CCTY was monitoring the progression of talks and began routing shipments through an alternate source weeks before the strike. This foresight allowed customers to keep their production lines on schedule without an increase in transportation fees.

The Challenge

When a six-year agreement covering 29 West Coast ports and 20,000 workers expired, the shipping season was reaching its peak due to the holidays. Ports along the entire West Coast were on a work slowdown. Container shipments were either waiting on the water for a slip or slowly unloaded from vessels.

Knowing that the negotiations were underway, CCTY continued to track deliveries and found that they were taking nearly twice as long from the port.

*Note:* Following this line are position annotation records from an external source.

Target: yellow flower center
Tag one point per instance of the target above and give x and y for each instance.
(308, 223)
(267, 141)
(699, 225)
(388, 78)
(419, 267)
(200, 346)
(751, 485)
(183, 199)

A majority of CCTY’s customers use just-in-time delivery. Without a timely intervention they were at risk of consuming safety stock without restock availability.

The Solution

Since time was critical, CCTY began routing all container shipments through Vancouver weeks before the strike. In addition, the internal ERP system was updated to account for the increase in travel, so customers were quoted reasonable in-house delivery dates when an order was placed. And CCTY’s warehouse alerted team members when customer safety stock was reaching re-order points ahead of scheduled MRP to ensure adequate replacement levels.

As more manufacturers started using the Vancouver port, issues arose with the limits on rail transportation. CCTY only needed to air ship a small amount of parts since most of the customer stock was in-transit ahead of the backlog.

The Results

Within one month of the longshoremen contract settlement, all of CCTY’s shipments were back on schedule through the port. This is attributed to the continuous monitoring of transportation alternatives.

In the end, the CCTY solution proved to be:

• Time sensitive
• Forward thinking as clients were able to keep production lines on schedule
• Cost effective since customers did not incur additional air freight charges.